23 January 2024
If you are covering the latest borrowing figures from the UK as well as financial markets, please find below a comment from Lindsay James, investment strategist at Quilter Investors:
“Figures released today will have been welcomed by Chancellor Jeremy Hunt ahead of the spring budget, providing him with a little more wiggle room to fund a programme of tax cuts which are now being more openly signalled by the Treasury. Public sector borrowing in December was reported at £7.8 billion, £6.2 billion less than OBR forecasts and around half the figure borrowed in December 2022, with the reduction coming primarily from falling interest costs on index-linked gilts and energy support schemes dropping out of figures.
“Net debt as a percentage of GDP stands at an estimated 97.7%, 1.9 percentage points higher than a year ago, and a signal of the bad combination of structurally rising costs and sluggish GDP growth. The Bank of England’s QE programme increases this figure from 88.7% at the end of December 2023, with a £104bn price tag attached coming from the difference in value between assets at their historic purchase price and their marked-to-market redemption value.
“Any future government must be acutely aware of the challenge of funding not only an increasingly costly and in-demand NHS, but also a growing defence budget and costs associated with climate change and energy transition whilst the economy is growing so very slowly – with the central forecast by the OBR for the potential growth rate of the economy slipping to 1.6% over the medium term in their November outlook. With this level of debt relative to GDP at a figure last seen in the 1960s, the difference then was that it had steadily been falling since the war years. With net debt as a percentage of GDP having risen from a level of around 30% at the turn of the millennium, the trajectory now is one of ever rising indebtedness, posing difficult questions for government and indeed society in the years ahead.

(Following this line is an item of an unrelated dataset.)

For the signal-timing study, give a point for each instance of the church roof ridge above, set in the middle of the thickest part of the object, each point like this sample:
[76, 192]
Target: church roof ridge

“Across the Atlantic, the Conference Board Leading Economic Index for December came in showing a decent improvement on November, signalling a less negative outlook for the year ahead, albeit one they continued to believe signals two quarters of negative growth in 2024. However with economic indicators proving a fickle friend in 2023 with the resilience of the US consumer being a source of surprise to many, this improving trajectory is more likely to be taken as the latest signal of a soft landing.”